How to make your own thick pumpkin puree, straight from a pumpkin instead of a can! Avoid having watery puree with this trick!
So the problem with homemade pumpkin puree is that sometimes it can be far more watery than the canned variety. Of course fresh pumpkin puree is going to be better for you. There’s no risk of bpa and you know exactly what’s going into it. I can’t help but be suspicious of any kind of canned food if I don’t can it myself. Yes, I do occasionally buy canned pumpkin puree, but mostly I make my own and freeze it to use whenever I want. If you’ve been putting off trying to make your own and if you already make your own but it’s too watery, this is for you 🙂
First start off with some fresh pumpkins. I bought mine from our local fruit stands, I got six in total for under $10. Make sure you buy sugar pumpkins though, they will be a smaller variety and will make for a smoother puree. I think the largest of my pumpkins actually wasn’t the right kind, but mixed with the other sugar pumpkins it was just fine.
Start by washing your pumpkins. Then remove the stem and slice the pumpkins in half with a large sharp knife. Scoop out the seeds with a spoon(you can save them for roasting if you want!). Place the pumpkin halves cut side down on a baking sheet. Pour water in the baking sheet to come up about half way on the edge of the pan and place in the oven. Bake at 350 degrees for about an hour or until the flesh is very soft, depending on the side of your pumpkins.
Remove from the oven and let cool for just a few minutes before scooping the flesh into a food processor, blender or a large bowl or measuring cup(to blend with an immersion blender). Blend until completely smooth.

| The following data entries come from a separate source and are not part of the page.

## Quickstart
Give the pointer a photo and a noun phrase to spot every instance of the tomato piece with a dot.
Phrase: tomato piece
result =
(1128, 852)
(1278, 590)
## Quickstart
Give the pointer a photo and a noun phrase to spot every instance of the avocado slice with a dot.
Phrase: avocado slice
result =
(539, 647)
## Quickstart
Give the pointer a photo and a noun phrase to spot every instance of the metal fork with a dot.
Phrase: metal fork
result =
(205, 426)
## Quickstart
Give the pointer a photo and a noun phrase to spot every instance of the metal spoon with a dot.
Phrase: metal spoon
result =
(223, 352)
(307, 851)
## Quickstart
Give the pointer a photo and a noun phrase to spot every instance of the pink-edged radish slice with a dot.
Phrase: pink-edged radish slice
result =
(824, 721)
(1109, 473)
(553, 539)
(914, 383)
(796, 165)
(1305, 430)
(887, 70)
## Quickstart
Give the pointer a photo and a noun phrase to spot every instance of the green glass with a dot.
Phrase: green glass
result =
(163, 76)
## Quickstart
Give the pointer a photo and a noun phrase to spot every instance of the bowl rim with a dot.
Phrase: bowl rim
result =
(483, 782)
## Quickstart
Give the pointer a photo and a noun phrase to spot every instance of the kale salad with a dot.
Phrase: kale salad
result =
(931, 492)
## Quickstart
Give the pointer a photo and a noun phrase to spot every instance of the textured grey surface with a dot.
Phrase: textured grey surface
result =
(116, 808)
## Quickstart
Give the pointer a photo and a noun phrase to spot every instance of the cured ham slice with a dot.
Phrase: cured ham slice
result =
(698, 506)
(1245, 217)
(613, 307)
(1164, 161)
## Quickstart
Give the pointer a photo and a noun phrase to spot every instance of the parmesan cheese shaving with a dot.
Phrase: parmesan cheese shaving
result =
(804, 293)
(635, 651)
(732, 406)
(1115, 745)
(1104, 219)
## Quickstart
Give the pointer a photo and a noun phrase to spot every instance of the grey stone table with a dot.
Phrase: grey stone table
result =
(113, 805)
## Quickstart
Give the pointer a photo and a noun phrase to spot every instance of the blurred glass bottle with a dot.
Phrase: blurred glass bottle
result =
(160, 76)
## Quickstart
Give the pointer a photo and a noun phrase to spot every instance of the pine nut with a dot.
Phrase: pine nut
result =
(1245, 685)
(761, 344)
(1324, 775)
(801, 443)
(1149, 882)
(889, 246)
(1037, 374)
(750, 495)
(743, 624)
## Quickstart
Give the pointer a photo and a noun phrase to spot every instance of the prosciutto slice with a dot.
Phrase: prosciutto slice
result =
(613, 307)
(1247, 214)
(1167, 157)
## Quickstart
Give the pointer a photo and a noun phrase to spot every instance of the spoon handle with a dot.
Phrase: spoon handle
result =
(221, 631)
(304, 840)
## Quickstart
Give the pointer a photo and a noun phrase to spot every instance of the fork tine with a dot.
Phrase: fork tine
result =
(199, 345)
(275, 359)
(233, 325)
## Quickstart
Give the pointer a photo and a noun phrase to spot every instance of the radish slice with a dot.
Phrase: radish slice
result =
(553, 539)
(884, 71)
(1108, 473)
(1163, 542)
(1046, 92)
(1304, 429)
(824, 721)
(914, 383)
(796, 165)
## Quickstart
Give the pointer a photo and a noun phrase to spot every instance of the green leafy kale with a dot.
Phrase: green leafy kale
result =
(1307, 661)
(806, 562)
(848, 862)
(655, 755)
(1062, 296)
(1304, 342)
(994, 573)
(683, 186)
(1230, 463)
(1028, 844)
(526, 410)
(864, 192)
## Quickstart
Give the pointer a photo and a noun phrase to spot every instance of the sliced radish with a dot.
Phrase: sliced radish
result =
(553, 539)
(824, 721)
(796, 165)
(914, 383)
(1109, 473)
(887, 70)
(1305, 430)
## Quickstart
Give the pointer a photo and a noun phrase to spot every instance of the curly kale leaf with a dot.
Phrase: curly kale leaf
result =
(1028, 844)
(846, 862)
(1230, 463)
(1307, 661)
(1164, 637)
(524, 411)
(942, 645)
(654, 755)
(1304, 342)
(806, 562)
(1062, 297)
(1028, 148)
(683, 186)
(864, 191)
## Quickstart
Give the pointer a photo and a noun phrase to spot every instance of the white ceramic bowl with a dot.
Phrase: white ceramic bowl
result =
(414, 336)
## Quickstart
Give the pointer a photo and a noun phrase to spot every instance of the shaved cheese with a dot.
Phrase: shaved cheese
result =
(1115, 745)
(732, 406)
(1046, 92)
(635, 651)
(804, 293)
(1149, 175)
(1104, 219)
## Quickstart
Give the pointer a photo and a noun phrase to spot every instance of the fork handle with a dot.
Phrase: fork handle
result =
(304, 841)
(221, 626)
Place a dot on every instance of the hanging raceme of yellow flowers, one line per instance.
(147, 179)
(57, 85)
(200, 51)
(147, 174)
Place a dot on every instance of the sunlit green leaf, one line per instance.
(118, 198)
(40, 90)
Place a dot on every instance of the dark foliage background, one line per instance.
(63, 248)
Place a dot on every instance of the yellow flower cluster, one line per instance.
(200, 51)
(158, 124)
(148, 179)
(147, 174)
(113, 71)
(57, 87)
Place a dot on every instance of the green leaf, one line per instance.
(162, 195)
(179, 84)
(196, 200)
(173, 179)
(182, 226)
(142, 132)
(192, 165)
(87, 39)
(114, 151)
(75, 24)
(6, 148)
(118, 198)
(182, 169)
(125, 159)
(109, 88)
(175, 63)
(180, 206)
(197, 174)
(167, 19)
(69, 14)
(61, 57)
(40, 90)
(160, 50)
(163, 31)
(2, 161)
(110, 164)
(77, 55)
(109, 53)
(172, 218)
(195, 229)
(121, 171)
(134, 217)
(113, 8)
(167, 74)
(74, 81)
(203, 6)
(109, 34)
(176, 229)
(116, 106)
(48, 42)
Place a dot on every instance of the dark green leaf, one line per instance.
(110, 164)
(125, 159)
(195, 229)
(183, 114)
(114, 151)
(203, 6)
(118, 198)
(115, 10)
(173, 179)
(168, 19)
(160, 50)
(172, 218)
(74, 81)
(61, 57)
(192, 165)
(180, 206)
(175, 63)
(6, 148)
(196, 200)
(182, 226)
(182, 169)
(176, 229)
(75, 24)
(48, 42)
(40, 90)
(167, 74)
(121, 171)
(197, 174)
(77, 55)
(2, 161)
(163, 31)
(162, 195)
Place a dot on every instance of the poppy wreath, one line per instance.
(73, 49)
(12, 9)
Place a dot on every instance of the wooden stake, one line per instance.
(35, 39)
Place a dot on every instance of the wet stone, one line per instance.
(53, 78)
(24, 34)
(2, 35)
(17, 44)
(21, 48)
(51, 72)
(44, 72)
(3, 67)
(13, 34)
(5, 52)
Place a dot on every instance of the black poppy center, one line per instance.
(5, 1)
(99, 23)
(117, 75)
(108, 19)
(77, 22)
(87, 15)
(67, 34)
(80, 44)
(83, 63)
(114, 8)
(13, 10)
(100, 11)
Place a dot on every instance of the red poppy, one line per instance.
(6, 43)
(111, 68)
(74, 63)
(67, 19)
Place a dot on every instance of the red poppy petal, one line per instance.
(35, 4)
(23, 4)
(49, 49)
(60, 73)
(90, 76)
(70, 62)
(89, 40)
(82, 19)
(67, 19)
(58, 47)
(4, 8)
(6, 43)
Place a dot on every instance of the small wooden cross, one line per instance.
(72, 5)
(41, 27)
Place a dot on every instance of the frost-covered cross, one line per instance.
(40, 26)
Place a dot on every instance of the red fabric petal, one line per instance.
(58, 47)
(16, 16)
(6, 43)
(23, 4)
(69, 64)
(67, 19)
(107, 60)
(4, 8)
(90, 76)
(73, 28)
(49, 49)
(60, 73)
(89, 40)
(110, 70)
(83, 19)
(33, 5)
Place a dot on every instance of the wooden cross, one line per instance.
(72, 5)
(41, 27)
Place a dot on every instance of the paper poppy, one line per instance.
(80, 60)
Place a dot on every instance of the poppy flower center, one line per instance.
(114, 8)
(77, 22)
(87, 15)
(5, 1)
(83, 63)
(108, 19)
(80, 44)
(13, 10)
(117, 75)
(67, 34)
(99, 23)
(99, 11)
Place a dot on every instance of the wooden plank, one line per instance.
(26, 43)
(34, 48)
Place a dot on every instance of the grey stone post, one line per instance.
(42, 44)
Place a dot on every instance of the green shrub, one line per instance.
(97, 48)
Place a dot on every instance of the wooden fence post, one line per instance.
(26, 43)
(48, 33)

Place a large sieve lined with cheesecloth over a large bowl. Pour the pumpkin in and let it drain. Your puree may not need much time to drain or if it’s particularly wet like mine was it may take a while to get to the right consistency. If you’re doing a large batch of pumpkins all at once like I was it’s best to do it in a few different batches to ensure that it drains properly.
When it’s done draining place the pumpkin in a bowl and stir together as the parts closest to the cheesecloth with have less moisture than the pumpkin at the top. If your pumpkin puree seems too dry add a little of the liquid from the bowl.
Place in well labelled ziplocs or containers for freezing and freeze for when you’re craving some delicious pumpkin treats!
- Sugar pumpkins
- Wash sugar pumpkins before cutting in half. Remove all the seeds and place pumpkin halves cut side down on a baking sheet. Fill the baking sheet with water, about half way up the edge of the baking sheet.
- Place in the oven and bake at 350 degrees for about an hour or until the flesh of the pumpkins is very soft. This will depend on the size of your pumpkins. When cooked, remove from the oven and let cool just a few minutes.
- Scoop the flesh into a food processor, blender or large bowl or measuring cup(to blend with an immersion blender). Blend until completely smooth.
- If the pumpkin is thinner than the canned variety line a large sieve with cheesecloth and place over a large bowl. Pour the pumpkin in and let drain as long as needed draining pumpkin in several batches if needed.
- Once the pumpkin has drained as much as needed place in a bowl and stir together. Place pumpkin in containers to freeze or refrigerate until needed.